Directed Reachability-Preserving Minimum Edge Cut: Approximation and Planar Hardness

2026-06-16Data Structures and Algorithms

Data Structures and AlgorithmsComputational Complexity
AI summary

The authors study a problem where, given a directed graph with three special points (s1, s2, and t), you want to remove the cheapest set of edges so that you can still reach s2 from s1 but cannot reach t from s1 anymore. They provide a mathematical formulation for this problem and create approximation algorithms that work well, especially on certain types of graphs. For general directed graphs, their method achieves an approximation factor related to the square root of a graph parameter, and for acyclic graphs, the approximation also depends on path length. Additionally, they prove the problem is very hard to solve exactly on directed planar graphs, even without cycles, using a reduction from a known difficult problem.

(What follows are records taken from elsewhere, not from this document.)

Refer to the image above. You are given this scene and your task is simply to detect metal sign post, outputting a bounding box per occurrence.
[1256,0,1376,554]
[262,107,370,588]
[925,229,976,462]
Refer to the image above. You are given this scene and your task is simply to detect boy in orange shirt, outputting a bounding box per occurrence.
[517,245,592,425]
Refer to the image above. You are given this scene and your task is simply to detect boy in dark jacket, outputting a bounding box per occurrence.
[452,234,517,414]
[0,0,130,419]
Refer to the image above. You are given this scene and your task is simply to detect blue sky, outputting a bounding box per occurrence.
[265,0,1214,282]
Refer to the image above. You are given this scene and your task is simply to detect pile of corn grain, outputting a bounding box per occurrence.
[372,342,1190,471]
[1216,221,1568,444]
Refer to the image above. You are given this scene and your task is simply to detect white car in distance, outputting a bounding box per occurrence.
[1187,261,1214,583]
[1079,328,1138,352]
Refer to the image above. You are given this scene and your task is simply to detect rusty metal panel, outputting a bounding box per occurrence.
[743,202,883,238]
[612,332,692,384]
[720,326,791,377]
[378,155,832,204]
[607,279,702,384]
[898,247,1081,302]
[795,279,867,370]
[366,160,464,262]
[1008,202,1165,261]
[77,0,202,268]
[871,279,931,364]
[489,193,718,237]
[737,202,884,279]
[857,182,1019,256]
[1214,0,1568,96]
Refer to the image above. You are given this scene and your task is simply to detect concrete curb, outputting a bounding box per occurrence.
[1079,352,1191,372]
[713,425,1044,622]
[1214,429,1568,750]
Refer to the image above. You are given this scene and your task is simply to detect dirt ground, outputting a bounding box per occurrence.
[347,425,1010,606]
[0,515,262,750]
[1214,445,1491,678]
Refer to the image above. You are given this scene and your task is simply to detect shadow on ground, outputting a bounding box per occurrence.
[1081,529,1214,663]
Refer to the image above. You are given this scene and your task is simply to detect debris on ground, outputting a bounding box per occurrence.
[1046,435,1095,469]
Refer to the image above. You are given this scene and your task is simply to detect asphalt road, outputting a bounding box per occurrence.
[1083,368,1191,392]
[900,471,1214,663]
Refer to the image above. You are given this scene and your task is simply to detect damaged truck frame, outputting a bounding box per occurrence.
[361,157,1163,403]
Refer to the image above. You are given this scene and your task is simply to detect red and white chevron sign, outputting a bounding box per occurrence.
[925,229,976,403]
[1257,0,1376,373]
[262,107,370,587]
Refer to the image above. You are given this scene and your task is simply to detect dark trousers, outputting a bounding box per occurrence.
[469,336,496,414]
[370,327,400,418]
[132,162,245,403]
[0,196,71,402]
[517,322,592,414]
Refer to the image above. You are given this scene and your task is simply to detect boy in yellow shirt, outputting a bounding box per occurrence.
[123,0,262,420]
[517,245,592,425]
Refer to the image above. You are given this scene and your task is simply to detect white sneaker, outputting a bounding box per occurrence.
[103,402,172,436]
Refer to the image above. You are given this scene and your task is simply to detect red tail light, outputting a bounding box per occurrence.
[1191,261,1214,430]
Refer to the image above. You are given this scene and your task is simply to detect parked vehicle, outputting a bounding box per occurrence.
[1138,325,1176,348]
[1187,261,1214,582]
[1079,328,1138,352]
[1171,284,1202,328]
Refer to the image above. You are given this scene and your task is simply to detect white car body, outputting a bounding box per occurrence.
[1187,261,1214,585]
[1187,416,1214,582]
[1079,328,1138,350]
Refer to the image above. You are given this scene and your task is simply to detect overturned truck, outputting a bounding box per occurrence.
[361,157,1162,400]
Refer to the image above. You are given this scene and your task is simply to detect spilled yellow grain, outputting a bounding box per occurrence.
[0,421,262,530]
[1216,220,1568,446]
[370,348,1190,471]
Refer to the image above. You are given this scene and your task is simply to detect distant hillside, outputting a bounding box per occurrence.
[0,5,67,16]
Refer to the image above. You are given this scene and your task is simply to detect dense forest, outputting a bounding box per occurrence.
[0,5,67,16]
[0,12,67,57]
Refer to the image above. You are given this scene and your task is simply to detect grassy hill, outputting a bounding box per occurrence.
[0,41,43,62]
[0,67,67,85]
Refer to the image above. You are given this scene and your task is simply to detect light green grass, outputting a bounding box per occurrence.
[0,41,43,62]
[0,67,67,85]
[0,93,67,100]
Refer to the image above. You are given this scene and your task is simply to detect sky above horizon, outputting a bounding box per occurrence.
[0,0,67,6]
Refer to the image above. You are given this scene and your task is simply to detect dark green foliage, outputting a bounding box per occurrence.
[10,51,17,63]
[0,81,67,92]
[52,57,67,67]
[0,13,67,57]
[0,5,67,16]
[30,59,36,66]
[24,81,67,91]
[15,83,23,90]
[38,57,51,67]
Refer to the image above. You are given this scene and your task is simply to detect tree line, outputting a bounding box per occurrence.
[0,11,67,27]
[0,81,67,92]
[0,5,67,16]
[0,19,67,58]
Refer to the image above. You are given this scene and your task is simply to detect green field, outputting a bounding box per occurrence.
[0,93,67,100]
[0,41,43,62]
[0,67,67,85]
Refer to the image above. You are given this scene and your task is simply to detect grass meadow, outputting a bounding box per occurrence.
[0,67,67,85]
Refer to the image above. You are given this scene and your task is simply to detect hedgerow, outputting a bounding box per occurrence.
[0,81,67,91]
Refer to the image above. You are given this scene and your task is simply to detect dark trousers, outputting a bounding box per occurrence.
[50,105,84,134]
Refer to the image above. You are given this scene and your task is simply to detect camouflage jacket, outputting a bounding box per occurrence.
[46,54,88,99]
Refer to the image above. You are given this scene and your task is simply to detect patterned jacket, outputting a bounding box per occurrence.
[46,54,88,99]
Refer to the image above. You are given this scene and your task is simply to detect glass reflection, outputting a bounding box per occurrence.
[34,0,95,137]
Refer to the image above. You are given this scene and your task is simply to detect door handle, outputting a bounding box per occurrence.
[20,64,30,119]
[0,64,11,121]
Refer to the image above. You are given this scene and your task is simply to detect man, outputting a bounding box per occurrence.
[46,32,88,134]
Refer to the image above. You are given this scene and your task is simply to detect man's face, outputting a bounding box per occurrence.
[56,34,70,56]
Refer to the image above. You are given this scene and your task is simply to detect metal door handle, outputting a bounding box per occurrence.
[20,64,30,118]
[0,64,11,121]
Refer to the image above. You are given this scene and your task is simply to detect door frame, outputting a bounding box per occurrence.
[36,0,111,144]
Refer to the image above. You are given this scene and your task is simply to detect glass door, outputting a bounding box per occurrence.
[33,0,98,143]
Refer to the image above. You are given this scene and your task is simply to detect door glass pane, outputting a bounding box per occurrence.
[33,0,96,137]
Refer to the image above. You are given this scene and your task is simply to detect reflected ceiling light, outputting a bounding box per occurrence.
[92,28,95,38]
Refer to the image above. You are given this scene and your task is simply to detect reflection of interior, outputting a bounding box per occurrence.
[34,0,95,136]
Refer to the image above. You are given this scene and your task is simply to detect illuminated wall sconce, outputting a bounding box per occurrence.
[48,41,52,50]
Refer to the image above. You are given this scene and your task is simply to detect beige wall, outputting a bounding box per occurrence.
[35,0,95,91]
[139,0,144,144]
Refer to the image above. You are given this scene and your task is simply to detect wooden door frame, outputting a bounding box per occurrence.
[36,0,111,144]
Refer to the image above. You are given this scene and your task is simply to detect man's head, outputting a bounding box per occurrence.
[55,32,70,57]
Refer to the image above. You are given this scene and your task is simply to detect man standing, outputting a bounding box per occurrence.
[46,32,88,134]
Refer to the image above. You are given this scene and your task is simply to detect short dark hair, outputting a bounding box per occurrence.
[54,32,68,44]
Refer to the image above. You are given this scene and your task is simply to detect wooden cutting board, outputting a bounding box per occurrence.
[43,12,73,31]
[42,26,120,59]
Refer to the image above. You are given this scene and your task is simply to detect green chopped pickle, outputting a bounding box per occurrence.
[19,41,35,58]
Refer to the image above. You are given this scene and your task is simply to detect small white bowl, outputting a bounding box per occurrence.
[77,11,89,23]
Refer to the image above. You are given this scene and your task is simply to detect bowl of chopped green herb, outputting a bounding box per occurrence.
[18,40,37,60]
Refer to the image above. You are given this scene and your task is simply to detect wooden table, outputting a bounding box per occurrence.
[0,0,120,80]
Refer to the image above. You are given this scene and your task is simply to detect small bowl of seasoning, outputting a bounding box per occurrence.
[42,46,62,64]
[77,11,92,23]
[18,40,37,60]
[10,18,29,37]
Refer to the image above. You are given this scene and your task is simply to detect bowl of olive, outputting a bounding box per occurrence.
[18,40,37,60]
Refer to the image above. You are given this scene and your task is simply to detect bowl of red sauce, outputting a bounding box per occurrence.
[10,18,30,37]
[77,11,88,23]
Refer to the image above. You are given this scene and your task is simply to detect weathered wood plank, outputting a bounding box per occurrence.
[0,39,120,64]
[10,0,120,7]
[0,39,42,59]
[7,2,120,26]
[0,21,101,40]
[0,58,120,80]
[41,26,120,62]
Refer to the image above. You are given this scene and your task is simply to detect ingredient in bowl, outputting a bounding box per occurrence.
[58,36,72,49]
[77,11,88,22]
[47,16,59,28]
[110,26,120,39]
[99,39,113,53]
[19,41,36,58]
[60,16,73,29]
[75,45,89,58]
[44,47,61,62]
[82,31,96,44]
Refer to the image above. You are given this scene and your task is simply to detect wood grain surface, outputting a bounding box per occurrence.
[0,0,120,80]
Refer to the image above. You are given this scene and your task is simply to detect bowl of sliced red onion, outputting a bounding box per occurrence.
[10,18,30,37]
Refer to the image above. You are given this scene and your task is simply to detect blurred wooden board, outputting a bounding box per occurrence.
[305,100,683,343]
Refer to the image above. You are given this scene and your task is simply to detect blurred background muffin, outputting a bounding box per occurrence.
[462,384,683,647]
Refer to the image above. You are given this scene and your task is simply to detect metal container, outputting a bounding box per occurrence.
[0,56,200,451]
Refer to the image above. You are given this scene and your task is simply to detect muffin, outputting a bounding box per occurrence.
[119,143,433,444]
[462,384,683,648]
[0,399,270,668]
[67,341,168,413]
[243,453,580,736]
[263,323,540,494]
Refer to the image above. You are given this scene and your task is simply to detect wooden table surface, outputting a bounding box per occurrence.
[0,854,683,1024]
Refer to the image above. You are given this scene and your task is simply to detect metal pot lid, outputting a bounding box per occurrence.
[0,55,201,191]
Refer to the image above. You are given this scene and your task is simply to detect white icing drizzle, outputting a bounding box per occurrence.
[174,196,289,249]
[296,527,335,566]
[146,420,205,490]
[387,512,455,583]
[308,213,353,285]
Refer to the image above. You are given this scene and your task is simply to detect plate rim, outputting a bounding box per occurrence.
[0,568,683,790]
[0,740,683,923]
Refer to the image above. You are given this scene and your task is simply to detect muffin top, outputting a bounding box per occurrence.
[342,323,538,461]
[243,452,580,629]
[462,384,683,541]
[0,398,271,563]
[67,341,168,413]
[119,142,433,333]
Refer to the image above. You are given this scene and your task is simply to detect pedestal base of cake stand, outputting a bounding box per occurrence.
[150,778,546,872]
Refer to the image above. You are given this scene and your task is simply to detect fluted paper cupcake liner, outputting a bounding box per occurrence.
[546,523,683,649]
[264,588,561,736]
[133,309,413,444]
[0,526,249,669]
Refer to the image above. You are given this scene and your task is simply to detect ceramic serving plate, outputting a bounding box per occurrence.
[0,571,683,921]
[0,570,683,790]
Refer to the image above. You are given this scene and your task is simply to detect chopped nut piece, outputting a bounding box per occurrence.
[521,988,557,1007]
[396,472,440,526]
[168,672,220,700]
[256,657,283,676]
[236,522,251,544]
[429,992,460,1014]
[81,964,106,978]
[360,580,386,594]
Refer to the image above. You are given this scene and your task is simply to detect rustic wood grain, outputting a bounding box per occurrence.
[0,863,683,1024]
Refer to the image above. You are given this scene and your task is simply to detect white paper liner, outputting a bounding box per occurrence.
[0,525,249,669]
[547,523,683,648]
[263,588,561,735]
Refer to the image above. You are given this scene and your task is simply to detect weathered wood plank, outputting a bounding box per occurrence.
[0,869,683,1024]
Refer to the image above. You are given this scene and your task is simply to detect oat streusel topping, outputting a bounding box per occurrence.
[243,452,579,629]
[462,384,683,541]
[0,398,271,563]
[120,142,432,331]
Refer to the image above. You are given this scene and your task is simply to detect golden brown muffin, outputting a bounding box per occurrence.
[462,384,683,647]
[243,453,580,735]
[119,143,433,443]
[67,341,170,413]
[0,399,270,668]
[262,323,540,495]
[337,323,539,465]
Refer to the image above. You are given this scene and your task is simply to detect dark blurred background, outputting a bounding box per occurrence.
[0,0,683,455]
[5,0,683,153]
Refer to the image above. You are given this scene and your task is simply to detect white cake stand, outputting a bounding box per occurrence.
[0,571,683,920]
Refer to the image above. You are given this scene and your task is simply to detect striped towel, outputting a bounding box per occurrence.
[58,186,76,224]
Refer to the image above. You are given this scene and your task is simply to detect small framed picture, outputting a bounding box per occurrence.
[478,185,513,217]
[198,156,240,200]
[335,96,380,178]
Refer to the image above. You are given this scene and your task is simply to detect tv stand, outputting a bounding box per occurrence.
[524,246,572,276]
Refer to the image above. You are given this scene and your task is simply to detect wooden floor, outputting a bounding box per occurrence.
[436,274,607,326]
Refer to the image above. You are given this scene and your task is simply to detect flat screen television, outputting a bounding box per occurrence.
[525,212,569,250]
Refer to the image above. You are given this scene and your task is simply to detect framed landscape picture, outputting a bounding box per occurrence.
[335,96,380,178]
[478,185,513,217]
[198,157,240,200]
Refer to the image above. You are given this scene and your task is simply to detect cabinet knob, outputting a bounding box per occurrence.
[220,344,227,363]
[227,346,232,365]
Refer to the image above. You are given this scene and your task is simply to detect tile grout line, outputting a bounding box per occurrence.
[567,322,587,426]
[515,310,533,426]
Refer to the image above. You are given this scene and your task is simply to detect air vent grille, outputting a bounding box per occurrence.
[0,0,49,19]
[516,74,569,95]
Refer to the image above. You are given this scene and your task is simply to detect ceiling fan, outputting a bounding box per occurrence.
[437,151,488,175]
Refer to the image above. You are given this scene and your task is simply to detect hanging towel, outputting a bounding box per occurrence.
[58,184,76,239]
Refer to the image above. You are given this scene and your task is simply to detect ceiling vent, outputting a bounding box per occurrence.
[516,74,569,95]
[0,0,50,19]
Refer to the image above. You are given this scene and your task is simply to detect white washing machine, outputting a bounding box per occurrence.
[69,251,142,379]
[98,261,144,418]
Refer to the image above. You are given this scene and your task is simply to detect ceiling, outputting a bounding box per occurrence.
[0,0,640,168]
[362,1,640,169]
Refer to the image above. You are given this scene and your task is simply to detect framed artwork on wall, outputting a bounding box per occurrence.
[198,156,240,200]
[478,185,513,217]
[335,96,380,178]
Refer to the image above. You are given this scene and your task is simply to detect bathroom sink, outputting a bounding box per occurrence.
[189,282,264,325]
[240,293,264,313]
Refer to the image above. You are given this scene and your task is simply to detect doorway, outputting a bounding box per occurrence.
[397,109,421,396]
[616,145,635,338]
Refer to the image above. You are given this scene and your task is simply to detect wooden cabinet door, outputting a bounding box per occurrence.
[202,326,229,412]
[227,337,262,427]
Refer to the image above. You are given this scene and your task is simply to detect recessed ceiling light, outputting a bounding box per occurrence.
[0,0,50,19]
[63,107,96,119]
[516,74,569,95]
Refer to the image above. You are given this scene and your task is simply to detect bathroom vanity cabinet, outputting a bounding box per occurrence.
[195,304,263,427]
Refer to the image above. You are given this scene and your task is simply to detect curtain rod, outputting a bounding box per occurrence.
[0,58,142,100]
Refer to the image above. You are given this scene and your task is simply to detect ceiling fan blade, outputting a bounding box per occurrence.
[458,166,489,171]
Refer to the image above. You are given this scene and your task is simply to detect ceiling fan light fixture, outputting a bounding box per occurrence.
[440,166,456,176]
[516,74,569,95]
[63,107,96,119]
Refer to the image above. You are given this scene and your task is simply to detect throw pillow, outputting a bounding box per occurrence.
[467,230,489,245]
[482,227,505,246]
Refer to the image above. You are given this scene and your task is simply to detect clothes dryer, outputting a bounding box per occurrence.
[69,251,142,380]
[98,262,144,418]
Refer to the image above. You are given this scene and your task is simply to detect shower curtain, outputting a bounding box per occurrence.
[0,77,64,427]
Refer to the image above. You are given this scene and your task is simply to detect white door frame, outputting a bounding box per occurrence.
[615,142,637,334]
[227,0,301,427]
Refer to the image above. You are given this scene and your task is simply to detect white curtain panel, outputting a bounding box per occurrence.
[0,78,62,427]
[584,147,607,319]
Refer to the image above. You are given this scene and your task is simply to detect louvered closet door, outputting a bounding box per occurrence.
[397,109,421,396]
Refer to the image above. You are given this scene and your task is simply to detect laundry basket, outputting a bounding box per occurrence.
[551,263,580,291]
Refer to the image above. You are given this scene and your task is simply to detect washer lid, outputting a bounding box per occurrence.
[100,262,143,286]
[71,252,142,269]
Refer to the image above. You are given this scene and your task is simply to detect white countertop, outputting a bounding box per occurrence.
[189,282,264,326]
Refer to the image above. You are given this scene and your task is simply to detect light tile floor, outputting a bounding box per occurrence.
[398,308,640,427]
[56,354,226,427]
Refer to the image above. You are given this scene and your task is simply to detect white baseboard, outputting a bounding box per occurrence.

directed graphminimum edge cutreachabilityapproximation algorithmplanar graphacyclic graphpolymatroidNP-hardnessgraph reachabilityrooted directed cut
Authors
Qi Duan
Abstract
We study a directed version of the three-terminal reachability-preserving minimum edge cut problem. Given a directed graph $G=(V,A)$ with arc costs and terminals $s_1,s_2,t$, the one-way directed RPMEC problem asks for a minimum-cost set of arcs whose deletion preserves the reachability $s_1\leadsto s_2$ while destroying the reachability $s_1\leadsto t$. We first give a path--cut formulation in terms of a rooted directed cut function. Using a root-linear approximation for the associated polymatroid, we obtain an $O(\sqrt r)$-approximation, where $r$ is the number of relevant vertices with positive singleton cut value. In particular this gives an $O(\sqrt n)$-approximation in general directed graphs. For acyclic directed graphs, we give an additional singleton-length algorithm and obtain an $O(\min\{\sqrt r,h\})$ guarantee, where $h$ is the maximum number of relevant vertices on an $s_1$-$s_2$ path. Finally, we prove that directed planar RPMEC is NP-hard, even on acyclic planar digraphs with nonnegative costs, by reducing from independent set on cubic planar graphs through a finite-bimodal directed node-cut construction and a planar node-to-edge split.